KPAI Soroti Fenomena Familicide Buntut Kasus Dugaan Bunuh Diri Sekeluarga di Tangsel
CIPUTAT TIMUR - Komisi Perlindungan Anak Indonesia (KPAI) menyoroti fenomena pembunuhan yang dilakukan seseorang terhadap pasangan hidup dan anaknya secara bersamaan (familicide) buntut kasus dugaan bunuh diri sekeluarga yang terjadi di Tangerang Selatan (Tangsel) beberapa waktu lalu.
Anggota KPAI Klaster Kekerasan Fisik dan/atau Psikis, Diyah Puspitarini, mengatakan pihaknya menyoroti fenomena familicide ini yang kerap terjadi di awal dan akhir tahun.
“KPAI menyoroti kasus familicide kerap meningkat di akhir dan awal tahun, ketika tekanan ekonomi membesar akibat tagihan utang, khususnya pinjol,” kata Diyah dikutip Rabu (18/12/2024).
Seperti diketahui, aksi dugaan percobaan bunuh diri terjadi di kawasan Kediri pada Sabtu (14/12) lalu. Pada saat itu, ayah, ibu, dan dua anak diduga mencoba untuk mengakhiri hidupnya bersama. Namun, mereka berhasil diselamatkan, kecuali anak kedua mereka yang baru berusia 2 tahun.
Sehari setelah kejadian tersebut yakni Minggu (15/12), kasus dugaan bunuh diri sekeluarga yang menewaskan ayah, ibu, dan anak berusia 3 tahun terjadi di kawasan Cireundeu, Ciputat Timur, Tangerang Selatan.

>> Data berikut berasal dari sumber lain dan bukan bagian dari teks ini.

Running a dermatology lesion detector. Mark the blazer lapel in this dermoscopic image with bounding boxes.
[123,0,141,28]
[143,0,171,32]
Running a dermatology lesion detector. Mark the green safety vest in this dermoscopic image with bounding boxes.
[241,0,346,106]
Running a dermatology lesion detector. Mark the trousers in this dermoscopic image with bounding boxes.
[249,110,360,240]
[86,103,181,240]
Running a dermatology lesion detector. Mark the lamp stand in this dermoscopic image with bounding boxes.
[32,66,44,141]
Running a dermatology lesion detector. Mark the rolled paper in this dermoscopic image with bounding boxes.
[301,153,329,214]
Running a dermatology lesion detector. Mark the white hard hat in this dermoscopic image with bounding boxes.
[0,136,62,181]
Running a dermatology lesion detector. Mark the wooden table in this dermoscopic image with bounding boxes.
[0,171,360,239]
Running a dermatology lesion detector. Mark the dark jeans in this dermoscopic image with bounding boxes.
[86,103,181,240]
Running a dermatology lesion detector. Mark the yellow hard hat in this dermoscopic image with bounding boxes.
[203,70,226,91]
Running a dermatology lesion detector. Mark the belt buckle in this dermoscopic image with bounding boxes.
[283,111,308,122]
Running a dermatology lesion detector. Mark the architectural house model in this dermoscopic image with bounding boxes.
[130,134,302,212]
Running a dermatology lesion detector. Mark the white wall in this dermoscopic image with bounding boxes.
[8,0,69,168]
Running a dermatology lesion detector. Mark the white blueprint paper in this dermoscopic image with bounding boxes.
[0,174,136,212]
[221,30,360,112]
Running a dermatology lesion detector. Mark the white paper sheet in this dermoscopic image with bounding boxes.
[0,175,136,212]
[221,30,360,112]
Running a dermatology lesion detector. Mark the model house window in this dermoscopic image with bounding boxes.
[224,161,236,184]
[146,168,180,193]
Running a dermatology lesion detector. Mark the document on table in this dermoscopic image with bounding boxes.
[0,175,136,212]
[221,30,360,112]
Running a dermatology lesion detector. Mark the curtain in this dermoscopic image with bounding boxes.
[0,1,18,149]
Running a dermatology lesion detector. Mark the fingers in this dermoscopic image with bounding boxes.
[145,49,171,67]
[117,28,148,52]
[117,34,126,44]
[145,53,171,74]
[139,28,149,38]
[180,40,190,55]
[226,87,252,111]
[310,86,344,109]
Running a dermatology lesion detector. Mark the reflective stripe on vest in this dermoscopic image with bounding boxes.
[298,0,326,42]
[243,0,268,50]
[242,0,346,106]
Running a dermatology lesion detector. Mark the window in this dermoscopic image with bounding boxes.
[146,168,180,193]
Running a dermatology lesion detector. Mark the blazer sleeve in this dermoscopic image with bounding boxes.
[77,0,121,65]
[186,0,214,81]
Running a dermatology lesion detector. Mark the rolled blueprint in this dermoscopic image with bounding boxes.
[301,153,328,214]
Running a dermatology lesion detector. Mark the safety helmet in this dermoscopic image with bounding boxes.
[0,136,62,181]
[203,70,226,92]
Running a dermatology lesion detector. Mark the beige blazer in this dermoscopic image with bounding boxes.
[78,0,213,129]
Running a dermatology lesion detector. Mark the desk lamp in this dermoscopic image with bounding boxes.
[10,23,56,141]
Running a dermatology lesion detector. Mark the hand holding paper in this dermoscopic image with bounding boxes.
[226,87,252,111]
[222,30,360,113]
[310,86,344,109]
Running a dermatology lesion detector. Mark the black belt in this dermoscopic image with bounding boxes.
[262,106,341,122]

Meski belum diketahui secara pasti penyebab tewasnya satu keluarga tersebut, mereka diduga nekat mengakhiri hidupnya sendiri. Hal tersebut pun menjadi contoh fenomena familicide.
“Pembunuhan ini dikategorikan sebagai mass murder karena melibatkan beberapa korban dalam satu waktu. Penyebab utamanya sering kali adalah hilangnya kendali, terutama aspek ekonomi, yang biasanya dirasakan oleh kepala keluarga laki-laki,” jelasnya.
Ketidakmampuan keluarga khususnya kepala keluarga dalam mengatasi tekanan ekonomi tersebut pun mendorong perbuatan putus asa, seperti bunuh diri sekeluarga.
“Situasi ini menciptakan rasa putus asa yang mendalam, sehingga pelaku cenderung berpikir bahwa satu-satunya solusi adalah mengakhiri hidup bersama anggota keluarga,” lanjut Diyah.
Apalagi, anak-anak yang tidak memiliki daya untuk melawan keputusan buruk dari orang tua tersebut juga turut menjadi korban. Diyah pun mengajak kepada seluruh masyarakat dan juga pemerintah untuk memberikan perhatian dalam mencegah terjadinya hal serupa di kemudian hari.
“Semua pihak harus bergerak bersama untuk memastikan keluarga yang tengah mengalami kesulitan tidak merasa sendirian dan menemukan solusi yang lebih manusiawi,” ujarnya.
Fenomena familicide ini juga meninggalkan trauma yang mendalam bagi keluarga yang ditinggalkan.
“Tragedi ini tidak hanya merenggut nyawa, tetapi juga meninggalkan trauma mendalam bagi keluarga yang tersisa. Anak-anak yang seharusnya mendapatkan perlindungan justru menjadi korban paling rentan dalam situasi ini,” tutupnya.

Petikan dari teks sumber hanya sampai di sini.